Reconnaissant qu'il s'agissait d' «injures racistes envers toute la communauté harkie», le procureur a requis hier soir une peine d'amende de 15 000 euros avec diffusion de la condamnation dans la presse.

«Le terme de sous-homme est un propos intolérable pour tout le monde, et pour monsieur Frêche en premier lieu. Il l'a d'ailleurs retiré. Mais dire que ces propos sont une injure raciale constitue un viol pur et simple de la vérité !». Comme d'habitude, c'est André Ferran, figure très théâtrale du barreau montpelliérain, qui assurait la défense de Georges Frêche. Une défense essentiellement politique. «La façon dont monsieur Clément, ministre de la Justice, a tout de suite considéré qu'il y avait infraction constitue un véritable scandale judiciaire !».  «Ces propos, détournés de leur sens, sont devenus l'objet d'une instrumentalisation éhontée par le droite.

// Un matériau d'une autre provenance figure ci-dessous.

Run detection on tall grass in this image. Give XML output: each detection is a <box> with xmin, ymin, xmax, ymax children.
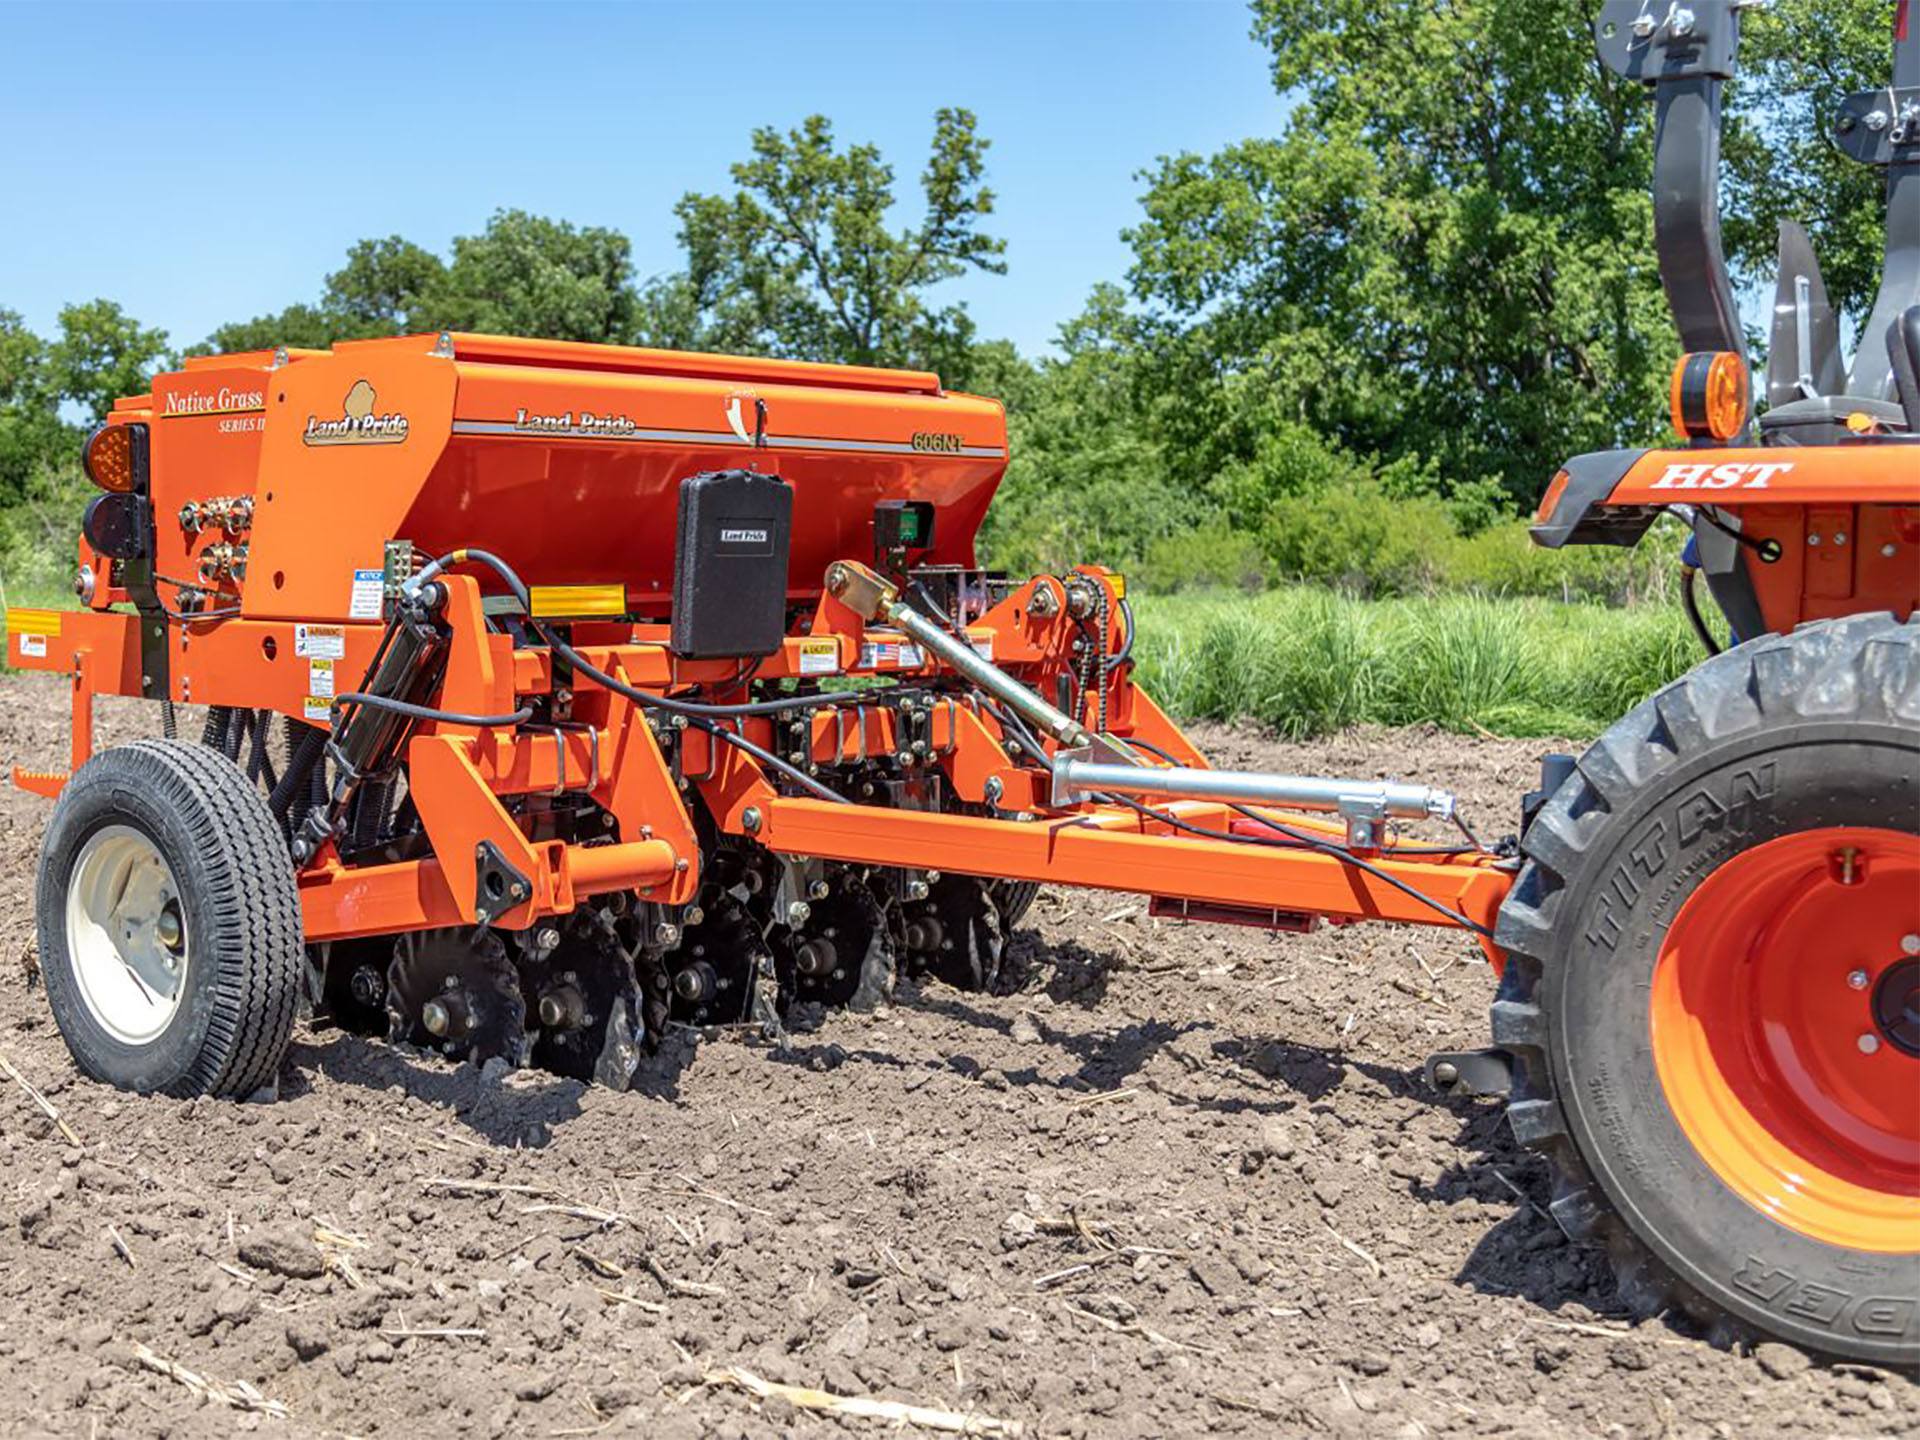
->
<box><xmin>1133</xmin><ymin>588</ymin><xmax>1702</xmax><ymax>741</ymax></box>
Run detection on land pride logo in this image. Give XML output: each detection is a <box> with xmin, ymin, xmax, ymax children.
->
<box><xmin>303</xmin><ymin>380</ymin><xmax>409</xmax><ymax>447</ymax></box>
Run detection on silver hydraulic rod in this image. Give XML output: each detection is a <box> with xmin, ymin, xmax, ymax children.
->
<box><xmin>1053</xmin><ymin>755</ymin><xmax>1455</xmax><ymax>823</ymax></box>
<box><xmin>876</xmin><ymin>591</ymin><xmax>1094</xmax><ymax>748</ymax></box>
<box><xmin>821</xmin><ymin>560</ymin><xmax>1457</xmax><ymax>835</ymax></box>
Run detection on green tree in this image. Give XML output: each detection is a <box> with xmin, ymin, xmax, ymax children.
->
<box><xmin>639</xmin><ymin>110</ymin><xmax>1007</xmax><ymax>385</ymax></box>
<box><xmin>413</xmin><ymin>210</ymin><xmax>635</xmax><ymax>343</ymax></box>
<box><xmin>1124</xmin><ymin>0</ymin><xmax>1674</xmax><ymax>505</ymax></box>
<box><xmin>201</xmin><ymin>236</ymin><xmax>445</xmax><ymax>354</ymax></box>
<box><xmin>0</xmin><ymin>308</ymin><xmax>67</xmax><ymax>503</ymax></box>
<box><xmin>49</xmin><ymin>299</ymin><xmax>169</xmax><ymax>424</ymax></box>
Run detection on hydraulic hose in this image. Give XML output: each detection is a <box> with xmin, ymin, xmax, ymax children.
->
<box><xmin>414</xmin><ymin>548</ymin><xmax>850</xmax><ymax>804</ymax></box>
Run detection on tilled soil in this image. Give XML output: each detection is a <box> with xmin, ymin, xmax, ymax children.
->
<box><xmin>0</xmin><ymin>673</ymin><xmax>1912</xmax><ymax>1439</ymax></box>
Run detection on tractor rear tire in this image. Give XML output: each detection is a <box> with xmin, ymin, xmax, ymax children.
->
<box><xmin>37</xmin><ymin>740</ymin><xmax>304</xmax><ymax>1098</ymax></box>
<box><xmin>1493</xmin><ymin>613</ymin><xmax>1919</xmax><ymax>1369</ymax></box>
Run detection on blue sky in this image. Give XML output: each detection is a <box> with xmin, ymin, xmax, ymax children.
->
<box><xmin>1</xmin><ymin>1</ymin><xmax>1284</xmax><ymax>358</ymax></box>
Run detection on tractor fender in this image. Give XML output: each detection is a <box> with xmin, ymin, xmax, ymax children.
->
<box><xmin>1528</xmin><ymin>448</ymin><xmax>1654</xmax><ymax>549</ymax></box>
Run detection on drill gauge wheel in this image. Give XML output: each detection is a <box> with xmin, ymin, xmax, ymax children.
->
<box><xmin>385</xmin><ymin>929</ymin><xmax>529</xmax><ymax>1070</ymax></box>
<box><xmin>779</xmin><ymin>876</ymin><xmax>897</xmax><ymax>1013</ymax></box>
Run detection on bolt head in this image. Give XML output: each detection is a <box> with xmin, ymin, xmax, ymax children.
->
<box><xmin>1848</xmin><ymin>968</ymin><xmax>1871</xmax><ymax>990</ymax></box>
<box><xmin>742</xmin><ymin>806</ymin><xmax>762</xmax><ymax>833</ymax></box>
<box><xmin>1433</xmin><ymin>1061</ymin><xmax>1459</xmax><ymax>1086</ymax></box>
<box><xmin>421</xmin><ymin>1000</ymin><xmax>451</xmax><ymax>1037</ymax></box>
<box><xmin>787</xmin><ymin>901</ymin><xmax>812</xmax><ymax>926</ymax></box>
<box><xmin>1903</xmin><ymin>934</ymin><xmax>1920</xmax><ymax>957</ymax></box>
<box><xmin>654</xmin><ymin>922</ymin><xmax>681</xmax><ymax>947</ymax></box>
<box><xmin>1859</xmin><ymin>1033</ymin><xmax>1882</xmax><ymax>1055</ymax></box>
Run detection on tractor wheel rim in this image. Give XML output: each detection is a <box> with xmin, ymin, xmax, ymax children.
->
<box><xmin>65</xmin><ymin>825</ymin><xmax>189</xmax><ymax>1046</ymax></box>
<box><xmin>1650</xmin><ymin>825</ymin><xmax>1920</xmax><ymax>1253</ymax></box>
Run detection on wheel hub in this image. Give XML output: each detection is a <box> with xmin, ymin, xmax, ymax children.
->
<box><xmin>1650</xmin><ymin>825</ymin><xmax>1920</xmax><ymax>1252</ymax></box>
<box><xmin>1873</xmin><ymin>956</ymin><xmax>1920</xmax><ymax>1059</ymax></box>
<box><xmin>65</xmin><ymin>825</ymin><xmax>189</xmax><ymax>1045</ymax></box>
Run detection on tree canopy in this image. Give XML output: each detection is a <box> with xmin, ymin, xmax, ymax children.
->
<box><xmin>0</xmin><ymin>0</ymin><xmax>1901</xmax><ymax>595</ymax></box>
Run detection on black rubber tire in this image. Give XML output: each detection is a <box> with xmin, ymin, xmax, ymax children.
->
<box><xmin>37</xmin><ymin>740</ymin><xmax>304</xmax><ymax>1098</ymax></box>
<box><xmin>1493</xmin><ymin>613</ymin><xmax>1920</xmax><ymax>1369</ymax></box>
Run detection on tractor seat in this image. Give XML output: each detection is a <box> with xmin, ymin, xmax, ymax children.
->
<box><xmin>1757</xmin><ymin>394</ymin><xmax>1909</xmax><ymax>446</ymax></box>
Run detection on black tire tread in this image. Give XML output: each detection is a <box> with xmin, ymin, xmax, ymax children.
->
<box><xmin>42</xmin><ymin>739</ymin><xmax>304</xmax><ymax>1098</ymax></box>
<box><xmin>1492</xmin><ymin>612</ymin><xmax>1920</xmax><ymax>1352</ymax></box>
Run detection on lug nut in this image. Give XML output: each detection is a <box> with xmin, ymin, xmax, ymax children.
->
<box><xmin>155</xmin><ymin>909</ymin><xmax>183</xmax><ymax>950</ymax></box>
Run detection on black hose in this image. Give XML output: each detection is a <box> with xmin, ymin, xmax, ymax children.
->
<box><xmin>418</xmin><ymin>549</ymin><xmax>863</xmax><ymax>719</ymax></box>
<box><xmin>1106</xmin><ymin>598</ymin><xmax>1135</xmax><ymax>671</ymax></box>
<box><xmin>246</xmin><ymin>707</ymin><xmax>280</xmax><ymax>791</ymax></box>
<box><xmin>332</xmin><ymin>691</ymin><xmax>535</xmax><ymax>729</ymax></box>
<box><xmin>413</xmin><ymin>548</ymin><xmax>850</xmax><ymax>803</ymax></box>
<box><xmin>1679</xmin><ymin>565</ymin><xmax>1723</xmax><ymax>657</ymax></box>
<box><xmin>1099</xmin><ymin>792</ymin><xmax>1494</xmax><ymax>937</ymax></box>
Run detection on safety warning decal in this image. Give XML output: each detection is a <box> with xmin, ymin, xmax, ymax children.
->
<box><xmin>798</xmin><ymin>638</ymin><xmax>840</xmax><ymax>676</ymax></box>
<box><xmin>295</xmin><ymin>623</ymin><xmax>345</xmax><ymax>659</ymax></box>
<box><xmin>308</xmin><ymin>658</ymin><xmax>336</xmax><ymax>697</ymax></box>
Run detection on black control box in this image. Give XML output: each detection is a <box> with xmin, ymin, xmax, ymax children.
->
<box><xmin>671</xmin><ymin>469</ymin><xmax>792</xmax><ymax>658</ymax></box>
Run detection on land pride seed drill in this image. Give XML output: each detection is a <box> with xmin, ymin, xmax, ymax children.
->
<box><xmin>7</xmin><ymin>0</ymin><xmax>1918</xmax><ymax>1369</ymax></box>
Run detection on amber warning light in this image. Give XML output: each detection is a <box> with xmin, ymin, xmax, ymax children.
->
<box><xmin>82</xmin><ymin>423</ymin><xmax>145</xmax><ymax>493</ymax></box>
<box><xmin>1670</xmin><ymin>352</ymin><xmax>1750</xmax><ymax>442</ymax></box>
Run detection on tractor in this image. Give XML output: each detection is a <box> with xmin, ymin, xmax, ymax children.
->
<box><xmin>7</xmin><ymin>0</ymin><xmax>1915</xmax><ymax>1369</ymax></box>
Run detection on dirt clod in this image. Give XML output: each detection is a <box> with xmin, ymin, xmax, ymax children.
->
<box><xmin>236</xmin><ymin>1226</ymin><xmax>325</xmax><ymax>1280</ymax></box>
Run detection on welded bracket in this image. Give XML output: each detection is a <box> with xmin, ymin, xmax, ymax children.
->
<box><xmin>472</xmin><ymin>839</ymin><xmax>531</xmax><ymax>931</ymax></box>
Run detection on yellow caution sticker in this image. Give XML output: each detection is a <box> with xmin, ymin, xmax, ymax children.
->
<box><xmin>5</xmin><ymin>607</ymin><xmax>63</xmax><ymax>637</ymax></box>
<box><xmin>528</xmin><ymin>584</ymin><xmax>627</xmax><ymax>619</ymax></box>
<box><xmin>797</xmin><ymin>638</ymin><xmax>840</xmax><ymax>676</ymax></box>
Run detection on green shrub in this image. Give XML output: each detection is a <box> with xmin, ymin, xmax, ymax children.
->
<box><xmin>1136</xmin><ymin>523</ymin><xmax>1268</xmax><ymax>594</ymax></box>
<box><xmin>1256</xmin><ymin>481</ymin><xmax>1455</xmax><ymax>596</ymax></box>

Comme Georges Frêche est irréprochable sur sa politique, qu'il n'a jamais détourné 1 euros, on l'attaque là-dessus ».

L'avocat a ensuite énuméré de façon exhaustive toutes les interventions du député Georges Frêche en faveur des harkis, lorsque l'élu socialiste siégeait à l'Assemblée. Résultat : au moins cinq intervention en 15 ans, preuve de «l'intérêt constant que mon client a toujours porté à cette communauté ». En guise d'ultime argument de l'innocence de son client, André Ferran a rappelé dans tous ses détails la fameuse scène d'un dîné électoral à Orléans (en 1981 ????), lors duquel Jacques Chirac avait stigmatisé le «bruit et les odeurs» des familles africaines. «Et aucun juge ne l'a condamné ! ».

Le jugement sera rendu le 25 janvier.